Today town meetings are practiced much the same as they were more than 300 years ago, although it is true that the complexity of government issues facing the people of 1986 is greatly increased. But the form and process and, most importantly, the principle of self-government as upheld by the town meeting remains unchanged.

The shortest annual town meeting on Martha’s Vineyard in 1986 took an hour and a half in Gay Head; the longest took four nights spread over five weeks in Tisbury. The issues uniting them and the other four Island towns, in an annual meeting season that began April 1 and ended May 29, boiled down to these few: money, land use, and the clear awareness that one town meeting a year no longer gets a year’s business done. Each town, struggled, in its own way, with the conflicting priorities and loyalties and values that come from trying to run towns geared to summer visitors with a form of government designed to serve generations of farmers, fishermen, and year-round merchants. All but Gay Head needed at least two nights to resolve - and in some cases left unresolved - questions ranging from the minuscule to the monumental.

In several cases, major decisions of the year came not at annual meetings, but at special sessions. Foremost among them was a bylaw imposing minimum lots of three acres as the law of the land in West Tisbury, a month before the annual meeting. Overwhelming majorities agreed with the planning board that the time had come, in the Island’s fastest growing town, to take control of the growth rate and protect precious groundwater.

In Gay Head, meanwhile, voters agreed to put up $47,000 toward extension of a pier off the town boat ramp at the West Basin, and to commit to a new town hall likely to cost half a million dollars.
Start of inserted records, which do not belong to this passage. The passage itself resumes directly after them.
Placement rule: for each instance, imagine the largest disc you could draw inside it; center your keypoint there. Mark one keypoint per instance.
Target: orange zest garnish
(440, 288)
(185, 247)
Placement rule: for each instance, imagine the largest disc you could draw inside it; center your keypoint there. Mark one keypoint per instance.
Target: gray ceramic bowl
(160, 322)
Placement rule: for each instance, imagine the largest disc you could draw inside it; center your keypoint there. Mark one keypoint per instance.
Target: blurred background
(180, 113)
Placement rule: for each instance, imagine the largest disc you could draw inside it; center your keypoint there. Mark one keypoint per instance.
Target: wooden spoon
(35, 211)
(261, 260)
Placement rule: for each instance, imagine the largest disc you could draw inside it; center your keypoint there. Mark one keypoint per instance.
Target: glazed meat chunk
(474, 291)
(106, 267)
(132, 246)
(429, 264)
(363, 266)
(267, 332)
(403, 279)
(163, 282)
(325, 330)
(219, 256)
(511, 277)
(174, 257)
Oak Bluffs spent most of its first evening in its two-night annual town meeting debating whether to create a new business zoning district near the blinker light at Barnes and Edgartown Roads. MVY Realty Trust needs the zoning change to build a new headquarters for Martha’s Vineyard National Bank, a supermarket and a complex of shops and offices. The vote came in 121 for the change and 112 against - well short of the required two-thirds vote indeed.

Like Gay Head, Tisbury voters talked about an overhaul in the personnel system, but concluded by refusing to let selectmen alone appoint members of the personnel board. The town meeting also refused to raise the ceiling on the salary for the building inspector or to create the position of full-time health agent, despite assertions from selectmen and the board of health about the legal requirements involved in those jobs, and the unwillingness of persons to seek those jobs at the salaries offered.

These belt-tightening measures - along with votes in May that reduced the summer police force and limited maintenance of roads and parks and cemeteries - add up to the price Tisbury will pay for fiscal peace in 1986-87.

Chilmark voters came to town meeting in late April to find a fiscal 1987 budget which town officials said should not require an override vote in the months ahead. At least some of the credit belongs to two overrides in 1985-86 that raised the ceiling on the town’s tax levy. While the town budget raised concern, this year’s annual session concentrated on the purchase by eminent domain of 50 acres of conservation land along Fulling Mill Brook.

Edgartonians also agreed at a two-night town meeting to chip in money to limit development of prime land - in this case, appropriating $184,000 toward the purchase of development rights to the 18.3 acres of farmland compromising Mindoro farm,

But while striking a blow for limited development in wide open spaces, the town meeting also voted to end a moratorium on construction along Upper Main street and to limit the building ban in the downtown business zones to just four months.